Une bande de Möbius est une longueur de tout matériau rejoint dans une boucle avec une demi-torsion. C'est une forme étrange, commune et évidente, facilement créée et pourtant maladroite pour décrire géométriquement. À des fins littéraires, un Möbius est intéressant car il y a une structure et une contrainte complexes mais pas de fin. Il recommence, reflétait avec une torsion. Le livre de Lacey prend cela littéralement, le texte imprimé des deux extrémités, avec des mémoires et de la fiction rejoints au milieu. Des histoires jumelles expérimentent l'intrigue et l'irrésolution, tout en restant conscient de la façon dont la fiction s'attache à l'intrigue linéaire et revient à la romance et à la quête. Les personnages trouvent et perdent l'amour, trouvent et perdent du sens.

«Lacey pose de grandes questions sur l'intériorité, en particulier en ce qui concerne le sujet de la foi chrétienne. Pour certains lecteurs, il peut être une idée étrangère que la rigueur intellectuelle très moderne exposée ici pourrait sérieusement s'attendre à une conviction religieuse. sans réponse

«Inévitablement, la moitié fictive de ce livre refuse de nombreuses satisfactions d'un roman.

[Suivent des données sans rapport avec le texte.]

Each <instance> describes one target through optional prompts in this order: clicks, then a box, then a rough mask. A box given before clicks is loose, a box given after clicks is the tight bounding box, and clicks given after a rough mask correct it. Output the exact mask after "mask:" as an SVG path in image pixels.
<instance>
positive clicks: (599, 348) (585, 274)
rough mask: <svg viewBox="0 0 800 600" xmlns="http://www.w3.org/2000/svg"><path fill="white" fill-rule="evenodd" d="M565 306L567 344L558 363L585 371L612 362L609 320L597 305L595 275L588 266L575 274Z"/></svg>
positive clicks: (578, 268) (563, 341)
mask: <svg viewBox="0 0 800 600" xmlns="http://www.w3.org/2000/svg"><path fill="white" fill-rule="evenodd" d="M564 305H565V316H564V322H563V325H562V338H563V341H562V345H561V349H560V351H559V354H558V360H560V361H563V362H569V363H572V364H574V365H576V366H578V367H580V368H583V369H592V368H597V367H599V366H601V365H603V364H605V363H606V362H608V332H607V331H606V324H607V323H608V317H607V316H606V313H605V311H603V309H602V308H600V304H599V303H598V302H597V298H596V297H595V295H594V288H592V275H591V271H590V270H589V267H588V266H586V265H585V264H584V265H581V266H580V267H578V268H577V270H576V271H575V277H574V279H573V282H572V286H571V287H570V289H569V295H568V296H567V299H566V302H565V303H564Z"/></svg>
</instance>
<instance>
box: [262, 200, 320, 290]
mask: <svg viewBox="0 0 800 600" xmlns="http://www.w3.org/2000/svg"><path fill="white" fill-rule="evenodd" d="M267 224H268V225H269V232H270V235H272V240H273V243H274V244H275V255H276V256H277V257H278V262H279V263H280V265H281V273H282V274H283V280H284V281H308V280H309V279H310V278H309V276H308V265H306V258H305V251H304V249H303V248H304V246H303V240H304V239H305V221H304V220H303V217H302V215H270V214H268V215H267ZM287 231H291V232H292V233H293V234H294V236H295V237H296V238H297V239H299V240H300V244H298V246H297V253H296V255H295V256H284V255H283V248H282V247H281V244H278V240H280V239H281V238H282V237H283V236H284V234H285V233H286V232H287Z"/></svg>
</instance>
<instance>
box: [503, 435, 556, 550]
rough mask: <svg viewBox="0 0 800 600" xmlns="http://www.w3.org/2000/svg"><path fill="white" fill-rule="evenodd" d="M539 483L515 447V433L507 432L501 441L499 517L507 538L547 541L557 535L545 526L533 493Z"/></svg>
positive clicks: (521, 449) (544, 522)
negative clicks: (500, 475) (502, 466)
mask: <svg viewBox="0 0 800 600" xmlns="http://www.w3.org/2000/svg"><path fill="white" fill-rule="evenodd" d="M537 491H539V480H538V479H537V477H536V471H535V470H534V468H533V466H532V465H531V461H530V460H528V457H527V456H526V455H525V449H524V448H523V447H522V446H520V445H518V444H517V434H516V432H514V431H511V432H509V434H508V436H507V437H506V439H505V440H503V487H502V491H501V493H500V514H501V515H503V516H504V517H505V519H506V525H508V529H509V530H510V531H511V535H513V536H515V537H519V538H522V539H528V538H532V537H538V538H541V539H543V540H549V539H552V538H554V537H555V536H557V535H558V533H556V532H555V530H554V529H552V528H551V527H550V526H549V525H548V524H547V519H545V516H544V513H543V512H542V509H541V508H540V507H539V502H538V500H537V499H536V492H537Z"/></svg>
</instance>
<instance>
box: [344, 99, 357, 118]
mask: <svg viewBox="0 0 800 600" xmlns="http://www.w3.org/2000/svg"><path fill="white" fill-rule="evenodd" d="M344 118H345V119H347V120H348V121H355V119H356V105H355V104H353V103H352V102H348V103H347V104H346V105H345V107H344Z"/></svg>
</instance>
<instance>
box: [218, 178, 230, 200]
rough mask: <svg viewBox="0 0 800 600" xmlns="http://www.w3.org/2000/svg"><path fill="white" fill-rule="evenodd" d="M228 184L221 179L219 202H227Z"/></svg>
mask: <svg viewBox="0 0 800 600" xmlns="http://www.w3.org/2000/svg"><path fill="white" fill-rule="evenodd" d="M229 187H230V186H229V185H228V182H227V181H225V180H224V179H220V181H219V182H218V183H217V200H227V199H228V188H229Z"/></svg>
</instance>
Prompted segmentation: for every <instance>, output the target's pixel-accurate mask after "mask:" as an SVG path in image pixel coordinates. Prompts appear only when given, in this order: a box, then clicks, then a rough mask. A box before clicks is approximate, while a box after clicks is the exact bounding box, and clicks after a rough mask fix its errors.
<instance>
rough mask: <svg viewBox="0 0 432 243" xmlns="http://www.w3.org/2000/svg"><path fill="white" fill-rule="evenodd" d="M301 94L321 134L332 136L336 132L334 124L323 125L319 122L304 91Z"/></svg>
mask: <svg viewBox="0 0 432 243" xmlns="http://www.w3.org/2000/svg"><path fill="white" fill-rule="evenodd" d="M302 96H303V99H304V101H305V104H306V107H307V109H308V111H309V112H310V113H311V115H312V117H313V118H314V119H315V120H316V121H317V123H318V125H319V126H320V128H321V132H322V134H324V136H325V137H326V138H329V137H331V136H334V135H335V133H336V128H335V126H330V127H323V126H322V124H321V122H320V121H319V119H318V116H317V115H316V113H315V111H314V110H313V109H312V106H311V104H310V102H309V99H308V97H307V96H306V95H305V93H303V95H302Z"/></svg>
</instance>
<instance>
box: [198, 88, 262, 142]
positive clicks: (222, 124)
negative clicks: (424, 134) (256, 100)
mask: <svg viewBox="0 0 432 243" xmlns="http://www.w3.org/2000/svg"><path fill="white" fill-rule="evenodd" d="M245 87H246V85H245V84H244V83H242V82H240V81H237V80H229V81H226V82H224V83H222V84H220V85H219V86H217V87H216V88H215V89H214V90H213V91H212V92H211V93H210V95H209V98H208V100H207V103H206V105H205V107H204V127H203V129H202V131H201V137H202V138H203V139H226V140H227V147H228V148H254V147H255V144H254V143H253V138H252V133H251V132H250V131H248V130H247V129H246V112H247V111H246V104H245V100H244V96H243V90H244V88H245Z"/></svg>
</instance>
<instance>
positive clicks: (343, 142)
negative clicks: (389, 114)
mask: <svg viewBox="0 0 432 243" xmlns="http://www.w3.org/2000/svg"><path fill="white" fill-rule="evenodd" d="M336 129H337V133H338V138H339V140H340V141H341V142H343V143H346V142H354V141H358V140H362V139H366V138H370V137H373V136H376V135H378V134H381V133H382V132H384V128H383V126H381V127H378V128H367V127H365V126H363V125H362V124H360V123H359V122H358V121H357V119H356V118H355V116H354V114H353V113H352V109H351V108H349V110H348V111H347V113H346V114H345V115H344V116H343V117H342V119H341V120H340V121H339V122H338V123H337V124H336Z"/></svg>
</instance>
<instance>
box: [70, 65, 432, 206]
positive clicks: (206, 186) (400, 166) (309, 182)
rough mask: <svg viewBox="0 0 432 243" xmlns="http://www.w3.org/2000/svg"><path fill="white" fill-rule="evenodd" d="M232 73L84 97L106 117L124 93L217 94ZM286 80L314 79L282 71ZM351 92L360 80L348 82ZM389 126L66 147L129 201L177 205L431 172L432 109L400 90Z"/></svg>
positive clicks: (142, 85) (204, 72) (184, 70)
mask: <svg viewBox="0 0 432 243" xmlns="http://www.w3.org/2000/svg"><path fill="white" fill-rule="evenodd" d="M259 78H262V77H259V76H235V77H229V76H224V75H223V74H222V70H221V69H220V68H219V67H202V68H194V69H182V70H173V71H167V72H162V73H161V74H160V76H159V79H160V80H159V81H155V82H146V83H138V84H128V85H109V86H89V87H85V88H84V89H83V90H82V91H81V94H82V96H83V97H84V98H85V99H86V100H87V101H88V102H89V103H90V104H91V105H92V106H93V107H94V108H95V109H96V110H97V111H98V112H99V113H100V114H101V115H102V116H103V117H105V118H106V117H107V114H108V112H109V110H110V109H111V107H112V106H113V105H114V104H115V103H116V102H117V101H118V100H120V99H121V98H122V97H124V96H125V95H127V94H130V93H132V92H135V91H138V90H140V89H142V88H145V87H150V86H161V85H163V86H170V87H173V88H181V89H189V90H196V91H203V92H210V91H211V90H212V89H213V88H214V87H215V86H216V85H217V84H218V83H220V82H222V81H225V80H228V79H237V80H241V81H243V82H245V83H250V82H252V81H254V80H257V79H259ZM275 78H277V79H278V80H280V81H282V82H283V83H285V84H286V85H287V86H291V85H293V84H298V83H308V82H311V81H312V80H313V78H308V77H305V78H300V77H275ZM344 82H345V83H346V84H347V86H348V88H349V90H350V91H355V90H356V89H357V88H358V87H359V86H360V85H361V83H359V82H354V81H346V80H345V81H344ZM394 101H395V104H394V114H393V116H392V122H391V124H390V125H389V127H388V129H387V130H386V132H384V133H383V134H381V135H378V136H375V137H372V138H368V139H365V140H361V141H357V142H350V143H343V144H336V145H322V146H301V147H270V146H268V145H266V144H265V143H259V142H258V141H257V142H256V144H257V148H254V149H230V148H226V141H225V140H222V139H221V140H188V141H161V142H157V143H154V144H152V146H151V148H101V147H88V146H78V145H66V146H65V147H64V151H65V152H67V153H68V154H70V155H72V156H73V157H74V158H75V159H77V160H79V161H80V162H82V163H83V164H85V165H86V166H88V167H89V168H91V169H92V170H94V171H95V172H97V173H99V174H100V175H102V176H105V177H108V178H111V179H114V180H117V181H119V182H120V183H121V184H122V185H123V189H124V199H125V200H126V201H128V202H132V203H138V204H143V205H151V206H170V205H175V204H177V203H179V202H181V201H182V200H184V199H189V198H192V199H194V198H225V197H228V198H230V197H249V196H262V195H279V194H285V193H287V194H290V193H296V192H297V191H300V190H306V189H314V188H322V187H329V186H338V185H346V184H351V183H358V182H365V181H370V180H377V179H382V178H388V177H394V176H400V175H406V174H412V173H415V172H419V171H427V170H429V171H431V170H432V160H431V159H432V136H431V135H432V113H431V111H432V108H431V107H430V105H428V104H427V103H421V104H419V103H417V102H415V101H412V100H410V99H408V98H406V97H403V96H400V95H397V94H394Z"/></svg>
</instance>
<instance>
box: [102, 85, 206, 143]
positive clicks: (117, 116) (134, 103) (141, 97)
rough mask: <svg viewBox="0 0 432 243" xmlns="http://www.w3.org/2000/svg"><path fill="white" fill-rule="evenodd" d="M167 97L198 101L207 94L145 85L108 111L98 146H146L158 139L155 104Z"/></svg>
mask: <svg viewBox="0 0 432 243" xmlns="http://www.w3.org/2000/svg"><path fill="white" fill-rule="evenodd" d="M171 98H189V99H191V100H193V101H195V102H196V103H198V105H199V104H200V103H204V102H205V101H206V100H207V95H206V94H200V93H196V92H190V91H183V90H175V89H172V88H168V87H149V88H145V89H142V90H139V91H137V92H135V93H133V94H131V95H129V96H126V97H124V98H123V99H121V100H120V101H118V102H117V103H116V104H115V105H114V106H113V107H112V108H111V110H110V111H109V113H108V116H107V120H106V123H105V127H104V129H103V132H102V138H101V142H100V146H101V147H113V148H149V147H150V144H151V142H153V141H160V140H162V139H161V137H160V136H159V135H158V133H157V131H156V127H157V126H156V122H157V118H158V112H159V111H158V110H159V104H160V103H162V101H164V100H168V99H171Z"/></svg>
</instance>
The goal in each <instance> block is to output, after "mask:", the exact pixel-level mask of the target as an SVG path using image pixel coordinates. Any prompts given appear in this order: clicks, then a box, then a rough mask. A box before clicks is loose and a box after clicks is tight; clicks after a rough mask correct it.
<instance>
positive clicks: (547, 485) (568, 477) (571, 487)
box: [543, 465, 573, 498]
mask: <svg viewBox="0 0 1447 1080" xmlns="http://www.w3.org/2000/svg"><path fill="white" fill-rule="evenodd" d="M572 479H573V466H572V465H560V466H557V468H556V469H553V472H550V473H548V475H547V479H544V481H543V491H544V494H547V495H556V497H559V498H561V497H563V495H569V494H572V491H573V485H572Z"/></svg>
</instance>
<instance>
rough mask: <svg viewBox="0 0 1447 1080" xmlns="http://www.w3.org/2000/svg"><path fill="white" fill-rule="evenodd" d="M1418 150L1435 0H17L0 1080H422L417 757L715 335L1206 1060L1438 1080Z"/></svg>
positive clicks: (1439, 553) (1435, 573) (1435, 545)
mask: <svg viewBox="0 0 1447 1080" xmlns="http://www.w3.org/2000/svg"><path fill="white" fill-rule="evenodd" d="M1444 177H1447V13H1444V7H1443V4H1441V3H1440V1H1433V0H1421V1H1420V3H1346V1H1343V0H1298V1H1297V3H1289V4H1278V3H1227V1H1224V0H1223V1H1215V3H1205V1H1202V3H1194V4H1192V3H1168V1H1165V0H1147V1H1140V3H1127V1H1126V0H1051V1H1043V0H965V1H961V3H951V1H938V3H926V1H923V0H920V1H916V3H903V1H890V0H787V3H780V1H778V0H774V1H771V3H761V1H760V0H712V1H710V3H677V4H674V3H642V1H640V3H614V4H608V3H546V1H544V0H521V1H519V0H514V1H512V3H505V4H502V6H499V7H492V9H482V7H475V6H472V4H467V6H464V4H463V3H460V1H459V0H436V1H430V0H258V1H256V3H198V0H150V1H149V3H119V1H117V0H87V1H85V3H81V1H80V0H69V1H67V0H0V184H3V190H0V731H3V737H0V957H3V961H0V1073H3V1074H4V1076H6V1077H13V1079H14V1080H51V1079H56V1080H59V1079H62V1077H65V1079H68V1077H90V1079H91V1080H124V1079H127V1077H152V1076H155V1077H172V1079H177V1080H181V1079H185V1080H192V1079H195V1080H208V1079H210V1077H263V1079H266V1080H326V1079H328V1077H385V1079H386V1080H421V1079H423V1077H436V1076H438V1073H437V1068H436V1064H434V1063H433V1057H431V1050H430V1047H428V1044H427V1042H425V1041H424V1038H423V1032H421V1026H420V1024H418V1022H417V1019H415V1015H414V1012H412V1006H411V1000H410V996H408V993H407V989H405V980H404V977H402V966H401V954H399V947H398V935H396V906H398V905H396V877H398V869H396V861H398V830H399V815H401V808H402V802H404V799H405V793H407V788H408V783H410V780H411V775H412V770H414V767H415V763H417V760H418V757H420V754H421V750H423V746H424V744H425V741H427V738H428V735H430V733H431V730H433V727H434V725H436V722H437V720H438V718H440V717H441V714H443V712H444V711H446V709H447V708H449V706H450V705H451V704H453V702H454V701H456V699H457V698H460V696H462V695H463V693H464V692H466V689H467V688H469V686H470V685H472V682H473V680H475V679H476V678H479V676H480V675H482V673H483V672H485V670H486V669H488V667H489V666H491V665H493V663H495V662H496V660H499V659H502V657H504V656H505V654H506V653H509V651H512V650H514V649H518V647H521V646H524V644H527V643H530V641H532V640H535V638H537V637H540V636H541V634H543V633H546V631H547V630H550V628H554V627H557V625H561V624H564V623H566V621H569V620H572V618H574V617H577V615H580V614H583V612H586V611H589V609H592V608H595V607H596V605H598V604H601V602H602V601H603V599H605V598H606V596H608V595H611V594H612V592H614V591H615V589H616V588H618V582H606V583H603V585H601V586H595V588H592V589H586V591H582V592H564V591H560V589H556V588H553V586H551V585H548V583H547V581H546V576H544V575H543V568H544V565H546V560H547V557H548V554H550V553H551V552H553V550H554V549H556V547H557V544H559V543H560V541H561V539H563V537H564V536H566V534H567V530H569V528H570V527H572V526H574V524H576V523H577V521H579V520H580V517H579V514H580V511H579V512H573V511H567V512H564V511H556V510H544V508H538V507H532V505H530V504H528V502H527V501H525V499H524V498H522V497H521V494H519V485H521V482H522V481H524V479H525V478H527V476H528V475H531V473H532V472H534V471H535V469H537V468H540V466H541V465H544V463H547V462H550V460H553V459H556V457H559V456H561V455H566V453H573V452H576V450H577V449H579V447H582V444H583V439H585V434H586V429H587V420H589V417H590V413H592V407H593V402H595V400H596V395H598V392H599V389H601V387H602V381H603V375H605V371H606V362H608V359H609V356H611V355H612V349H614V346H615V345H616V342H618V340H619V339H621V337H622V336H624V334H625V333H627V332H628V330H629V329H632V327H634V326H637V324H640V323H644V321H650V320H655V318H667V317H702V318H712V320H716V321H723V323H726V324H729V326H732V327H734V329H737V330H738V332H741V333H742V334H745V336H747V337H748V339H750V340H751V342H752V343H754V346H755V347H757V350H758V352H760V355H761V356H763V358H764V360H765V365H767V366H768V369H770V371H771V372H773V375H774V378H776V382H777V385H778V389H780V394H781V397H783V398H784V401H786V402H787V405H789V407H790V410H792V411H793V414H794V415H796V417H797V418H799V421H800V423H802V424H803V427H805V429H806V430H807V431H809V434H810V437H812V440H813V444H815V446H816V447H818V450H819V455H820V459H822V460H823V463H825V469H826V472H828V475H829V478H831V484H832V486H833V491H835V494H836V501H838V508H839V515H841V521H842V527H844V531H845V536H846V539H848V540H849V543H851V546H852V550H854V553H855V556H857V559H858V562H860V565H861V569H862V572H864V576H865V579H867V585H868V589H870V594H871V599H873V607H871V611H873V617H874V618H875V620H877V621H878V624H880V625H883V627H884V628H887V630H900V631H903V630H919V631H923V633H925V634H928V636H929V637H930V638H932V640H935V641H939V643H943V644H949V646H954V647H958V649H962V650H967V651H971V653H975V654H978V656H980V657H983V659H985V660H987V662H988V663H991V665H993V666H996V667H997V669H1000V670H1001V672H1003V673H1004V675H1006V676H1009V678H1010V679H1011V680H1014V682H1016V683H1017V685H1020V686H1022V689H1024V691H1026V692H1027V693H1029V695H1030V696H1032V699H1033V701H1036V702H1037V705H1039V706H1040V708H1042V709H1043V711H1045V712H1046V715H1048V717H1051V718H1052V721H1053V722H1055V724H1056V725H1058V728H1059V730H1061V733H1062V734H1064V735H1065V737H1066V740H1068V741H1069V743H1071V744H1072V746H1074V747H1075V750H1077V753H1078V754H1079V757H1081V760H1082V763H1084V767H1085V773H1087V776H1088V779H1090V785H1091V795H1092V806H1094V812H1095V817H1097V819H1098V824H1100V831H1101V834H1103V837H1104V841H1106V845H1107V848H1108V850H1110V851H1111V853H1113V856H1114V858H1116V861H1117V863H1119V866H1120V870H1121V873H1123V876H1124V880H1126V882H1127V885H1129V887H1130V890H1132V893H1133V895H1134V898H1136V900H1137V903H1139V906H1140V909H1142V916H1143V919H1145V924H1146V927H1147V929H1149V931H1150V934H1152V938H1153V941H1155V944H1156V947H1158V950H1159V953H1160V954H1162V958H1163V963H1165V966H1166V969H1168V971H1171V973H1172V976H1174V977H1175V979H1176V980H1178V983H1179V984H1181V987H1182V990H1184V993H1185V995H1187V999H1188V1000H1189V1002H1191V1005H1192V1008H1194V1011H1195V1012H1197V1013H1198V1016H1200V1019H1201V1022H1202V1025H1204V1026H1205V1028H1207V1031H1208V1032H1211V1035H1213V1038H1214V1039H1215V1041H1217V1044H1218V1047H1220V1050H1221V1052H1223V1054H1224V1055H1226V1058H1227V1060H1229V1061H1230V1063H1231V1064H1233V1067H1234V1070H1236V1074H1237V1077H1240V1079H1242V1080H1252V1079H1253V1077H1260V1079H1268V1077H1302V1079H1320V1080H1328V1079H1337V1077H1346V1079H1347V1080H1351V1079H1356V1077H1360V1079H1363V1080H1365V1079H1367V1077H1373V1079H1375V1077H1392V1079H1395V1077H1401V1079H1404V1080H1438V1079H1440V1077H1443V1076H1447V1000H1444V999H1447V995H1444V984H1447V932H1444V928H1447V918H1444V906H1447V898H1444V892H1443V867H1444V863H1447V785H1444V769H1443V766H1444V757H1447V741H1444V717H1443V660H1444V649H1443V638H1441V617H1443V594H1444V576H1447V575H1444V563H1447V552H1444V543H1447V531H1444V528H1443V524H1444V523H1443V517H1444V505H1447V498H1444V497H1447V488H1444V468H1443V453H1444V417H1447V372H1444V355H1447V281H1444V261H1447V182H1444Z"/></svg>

Comme un hommage miniature à WG Sebald AuSterlitzl'action actuelle est principalement le récit des événements passés, de sorte que la plupart des personnages, des temps et des lieux n'apparaissent que par une conversation entre amis. Il y a des relations compliquées et triangulaires en arrière-plan, entre des personnages qui ne prennent jamais tout à fait une forme, dont les voix ne sont que celles – et sans fiabilité. Le récit de la troisième personne appelle toujours à être un narrateur, une autre couche d'artifice, et ici le glissement entre les temps actuels, passés et passés et passés nous rappelle également constamment que cette histoire est à la fois engageante et non réelle. Les questions sont constantes, implicites, taquises, élaborées plutôt que répondues dans le miroir sombre de l'écriture de la vie. Ils ne s'en vont pas. Vous pouvez recommencer.

–Sarah Moss sur Catherine Lacey's Le livre Möbius (Le gardien)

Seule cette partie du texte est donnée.